Хашим принялся пространно объяснять принцип работы фотополимера
и перспективы дальнейшего применения этой технологии и описывать
прототипы еще более крутых штук, которые он в ближайшее время
намерен приобрести. Но было заметно что он нервничает.
Как и кофейный столик, кушетка, кроме того краешка, на котором
сидел Хашим, была завалена распечатками, выносными дисками и
спутниковыми рациями. Сверху громоздился ноутбук. Оглядевшись,
Муаммар заметил распечатки и электронику по всем поверхностям.
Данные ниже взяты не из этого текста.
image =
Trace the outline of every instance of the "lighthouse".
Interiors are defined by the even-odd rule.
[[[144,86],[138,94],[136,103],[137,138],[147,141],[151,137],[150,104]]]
А еще автомат. Древний безотказный Калашников, прислоненный к
резной раме стрельчатого окна, обращенного во двор. И силуэт еще
одного «внучка» за полупрозрачной занавесью.
—Хашим, — прервал Муаммар болтовню брата, — Ты зачем
звал-то?
Несколько мгновений Хашим молчал, пристально глядя на брата и
потирая большим пальцем аккуратную – волосок к волоску – изящно
обрамлявшую челюсть бородку. Потом спустил обутую в антикварный
слипон ногу с колена, поставил свой фотостакан – и отмахнулся.
—Ай, ну какой ты стал… — он всплеснул руками, — Как американец,
сразу про дела. Директорское кресло портит характер. Голова
твердеет, а задница мягчает.
Он засмеялся, обнажив идеальные белые зубы.